In 1916, following an agreement made with the government, Rodin willed his entire estate to the Nation of France.  This bequest included his home and studio in Meudon, all his unsold sculpture (including unfinished pieces and fragments), drawings, letters, photographs, his library of books, and his art collection of mostly Asian and Classical Greek and Roman objects, as well as some paintings and sculpture by his contemporaries. At the same time he gave France the right to continue to cast his works posthumously.

Since Rodin’s death in 1917, the Musée Rodin in Paris has, for the Nation of France, followed his directions.  Its authorized posthumus casts are made either from his original plaster molds or from molds newly taken from his plasters. The Cantor Foundation and most of its art world colleagues are confident that Rodin fully understood both the process and the result of posthumous casting, and that he trusted his executors and the Musée Rodin when he authorized them to cast bronzes from his original molds and models.

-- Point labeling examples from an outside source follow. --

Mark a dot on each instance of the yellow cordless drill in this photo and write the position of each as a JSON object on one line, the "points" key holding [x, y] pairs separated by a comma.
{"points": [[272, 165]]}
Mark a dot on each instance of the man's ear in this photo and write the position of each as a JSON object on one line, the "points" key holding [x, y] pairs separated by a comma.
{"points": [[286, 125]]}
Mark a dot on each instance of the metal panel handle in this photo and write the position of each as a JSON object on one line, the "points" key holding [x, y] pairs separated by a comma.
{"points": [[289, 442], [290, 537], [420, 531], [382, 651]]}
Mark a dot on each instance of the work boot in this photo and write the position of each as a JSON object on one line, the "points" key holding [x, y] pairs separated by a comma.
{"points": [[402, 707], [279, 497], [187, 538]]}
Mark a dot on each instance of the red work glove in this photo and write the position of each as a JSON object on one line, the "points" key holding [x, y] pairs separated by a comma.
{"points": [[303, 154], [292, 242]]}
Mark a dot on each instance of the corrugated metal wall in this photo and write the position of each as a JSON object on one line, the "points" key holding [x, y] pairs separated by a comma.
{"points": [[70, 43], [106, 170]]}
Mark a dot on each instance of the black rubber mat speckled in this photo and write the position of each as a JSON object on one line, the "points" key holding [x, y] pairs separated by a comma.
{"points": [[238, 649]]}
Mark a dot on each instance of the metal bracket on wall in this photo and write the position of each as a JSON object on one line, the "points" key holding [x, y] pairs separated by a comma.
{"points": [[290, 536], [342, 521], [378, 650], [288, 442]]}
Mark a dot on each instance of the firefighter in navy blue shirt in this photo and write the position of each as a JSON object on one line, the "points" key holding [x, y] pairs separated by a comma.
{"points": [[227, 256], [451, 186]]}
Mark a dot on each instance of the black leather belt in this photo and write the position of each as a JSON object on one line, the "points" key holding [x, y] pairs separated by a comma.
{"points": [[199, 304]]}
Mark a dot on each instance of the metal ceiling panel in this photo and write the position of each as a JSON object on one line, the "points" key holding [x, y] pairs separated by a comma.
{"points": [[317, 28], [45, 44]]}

Efforts have been made in France by the Musée Rodin and in the United States by the College Art Association to ensure the quality and authenticity of posthumous casts. In 1956 French law limited the casting of each of Rodin’s works to twelve examples of each size. In 1968 France passed a law requiring that the date of the cast be inscribed on each sculpture. A system of numbering was established by French legislation in 1981 whereby the first eight of the twelve casts, numbered 1/8–8/8, are made available for public purchase; the last four, numbered I/IV–IV/IV, are reserved for cultural institutions. (Variations in the numbering system are found on authorized casts that pre-date their adoption.)

Due to the vagaries of commissions, three of Rodin’s most important pieces – The Gates of HellThe Monument to Balzac, and The Monument to Victor Hugo – were never cast during his lifetime. However, permission in his will for posthumous casting by the Musée Rodin as the agent of the Nation of France has made it possible for these works to be cast in bronze following the artist’s death. Thus twentieth and twenty-first-century audiences have been able to see them as Rodin hoped.

It is instructive to remember that when he was alive Rodin had very little to do with his sculpture once it left the sculptor’s stand.  He left it to his trained studio assistants to ensure his intentions were achieved in the finished works.  Today, this is the role of the Musée Rodin.